Aaron Collier, Continued...

Aaron Collier                  Photo Courtesy of Jonathan Traviesa
This post will make more sense if you read the previous piece about Aaron Collier's show at Tulane.

Aaron Collier and I exchanged emails before I wrote a post about about his show. When it was finished I sent him a link to the piece I wrote about his work and invited a response from him. I told him that I am more interested in a dialogue than hit and run art writing. It is not customary for artists to respond to art reviews, but I am not really a critic. I aim to articulate my experience of artworks and my thoughts about art more broadly. I asked Aaron to share his thoughts about what I wrote and he did. I found these passages illuminating and asked him if I could post them here. I have his okay. His comments are in blue. 

On the medium:

AC: One of the mesmerizing features of using the Flashe, which I think you picked up on but relate to differently than I did, is its ability to seep and flatten and settle without any texture. Whereas you noted that the effect was like trying to meet the gaze through mirrored sunglasses (feeling denied "entry"), I perceive the lure to keep pulling me as the viewer closer, closer, closer into the work, with the scale of the painting filling the periphery and enveloping.  But, the lines do, in my opinion, too, remain elusive. I don't find myself "stopping" at the texture or the viscosity of the paint in the same way that oils stop me at their swell or shiny surface...  With Flashe, I don't follow the allure only to pull back and declare the surface distant so much as persisting in following the mark into a seemingly endless recessive space.

This issue of surface is so interesting to me and it comes up again and again when looking at and talking about paintings. Surface is related to what with some paintings feels like an ideal viewing distance. Sometimes I see a painting that draws me in but as I move closer the image stiffens or the illusion of distance closes. Sometimes though what you see from a distance gets stranger upon closer examination. I like that.

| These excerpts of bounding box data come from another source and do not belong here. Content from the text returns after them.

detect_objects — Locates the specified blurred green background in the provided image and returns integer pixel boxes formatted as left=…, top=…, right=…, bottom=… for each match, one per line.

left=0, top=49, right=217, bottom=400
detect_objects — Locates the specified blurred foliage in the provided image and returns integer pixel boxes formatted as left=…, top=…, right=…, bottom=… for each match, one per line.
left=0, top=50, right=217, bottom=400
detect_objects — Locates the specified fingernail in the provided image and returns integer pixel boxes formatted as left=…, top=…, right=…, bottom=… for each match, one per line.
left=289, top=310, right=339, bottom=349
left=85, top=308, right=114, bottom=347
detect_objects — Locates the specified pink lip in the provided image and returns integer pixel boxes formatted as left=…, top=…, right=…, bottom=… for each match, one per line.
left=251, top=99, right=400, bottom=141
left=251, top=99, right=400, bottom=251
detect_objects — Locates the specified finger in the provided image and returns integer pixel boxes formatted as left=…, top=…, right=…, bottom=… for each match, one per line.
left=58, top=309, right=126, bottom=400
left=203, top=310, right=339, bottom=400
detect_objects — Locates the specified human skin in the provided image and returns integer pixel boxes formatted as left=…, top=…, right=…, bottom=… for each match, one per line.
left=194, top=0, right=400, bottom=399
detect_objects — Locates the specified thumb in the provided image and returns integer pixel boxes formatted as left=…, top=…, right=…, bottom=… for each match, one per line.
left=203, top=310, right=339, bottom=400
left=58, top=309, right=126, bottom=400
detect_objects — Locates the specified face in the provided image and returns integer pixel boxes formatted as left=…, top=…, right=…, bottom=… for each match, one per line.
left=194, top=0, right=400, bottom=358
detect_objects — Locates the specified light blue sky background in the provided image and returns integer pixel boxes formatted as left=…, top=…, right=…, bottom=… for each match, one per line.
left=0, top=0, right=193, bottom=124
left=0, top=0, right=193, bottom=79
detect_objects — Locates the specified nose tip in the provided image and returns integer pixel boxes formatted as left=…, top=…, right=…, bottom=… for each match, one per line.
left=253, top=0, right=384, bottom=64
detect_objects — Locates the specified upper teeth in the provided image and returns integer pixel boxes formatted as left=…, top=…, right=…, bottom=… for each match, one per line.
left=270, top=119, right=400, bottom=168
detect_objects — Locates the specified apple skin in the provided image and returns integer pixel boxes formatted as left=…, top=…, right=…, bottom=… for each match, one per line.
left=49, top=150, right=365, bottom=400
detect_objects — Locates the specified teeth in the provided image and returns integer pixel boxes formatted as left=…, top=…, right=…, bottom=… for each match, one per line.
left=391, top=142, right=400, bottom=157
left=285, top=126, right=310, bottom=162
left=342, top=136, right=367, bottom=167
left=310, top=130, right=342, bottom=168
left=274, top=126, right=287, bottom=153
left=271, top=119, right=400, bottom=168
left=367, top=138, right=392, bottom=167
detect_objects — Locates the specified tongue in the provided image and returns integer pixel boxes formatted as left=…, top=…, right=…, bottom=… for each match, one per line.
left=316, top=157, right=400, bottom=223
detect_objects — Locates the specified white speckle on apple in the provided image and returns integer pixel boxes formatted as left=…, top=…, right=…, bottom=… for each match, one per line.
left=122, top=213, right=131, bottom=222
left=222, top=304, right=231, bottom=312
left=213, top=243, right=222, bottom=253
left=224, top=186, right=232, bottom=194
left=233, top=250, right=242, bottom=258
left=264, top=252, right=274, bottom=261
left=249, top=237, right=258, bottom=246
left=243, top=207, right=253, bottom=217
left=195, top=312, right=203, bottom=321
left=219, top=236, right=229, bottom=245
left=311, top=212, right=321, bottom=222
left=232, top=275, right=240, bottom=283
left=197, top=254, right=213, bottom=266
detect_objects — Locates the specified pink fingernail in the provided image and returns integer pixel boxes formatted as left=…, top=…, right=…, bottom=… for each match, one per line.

I like leaning in and wondering how is that put together? 

On the owls: 

AC: The three owls, in my own estimation, were a way of suggesting that the physical world is not necessarily more revelatory than the illusory world of the images, so yourself feeling scattered back to the images is great to hear...  The pigeon reference was super sharp and poignant there, and I had not even considered such!  The owls seeming so physical and present and certain at first, only to break down and reveal their plastic seams and decoy-ness, was a hope as I considered their inclusion. 

Aaron Collier  Looking Into  Photo Courtesy of the Artist
Aaron Collier    Looking At    Photo Courtesy of the Artist

On contrasting experience:

AC: I found it interesting that you connected with the piece that sought to deny connection, those horizontal bands resisting "entry" or the "picture as window," an allusion that many of the other paintings were intended to construct.  Looking At is intended to contrast Looking Into, its neighbor to the right, the former obstructing entry (perhaps for the blue snippet in the bottom left?) and the latter inviting it.  But, I totally believe that we ask paintings to woo us in our own idiosyncratic ways...

I am caught on the phrase "intended to construct." Maybe this is part of what I sense in some of the works: the construction following the intention rather than the construction occurring simultaneously with, not so much intention as a hunch. Maybe the paintings in which the intention was accomplished successfully lack an open-ended quality or weirdness that I am attracted to. The piece titled Looking At is weird and I like that. Of course another viewer may have the opposite reaction, seek a kind of intention or closure. 

(Aaron, thank you for your thoughts and for extending the conversation.)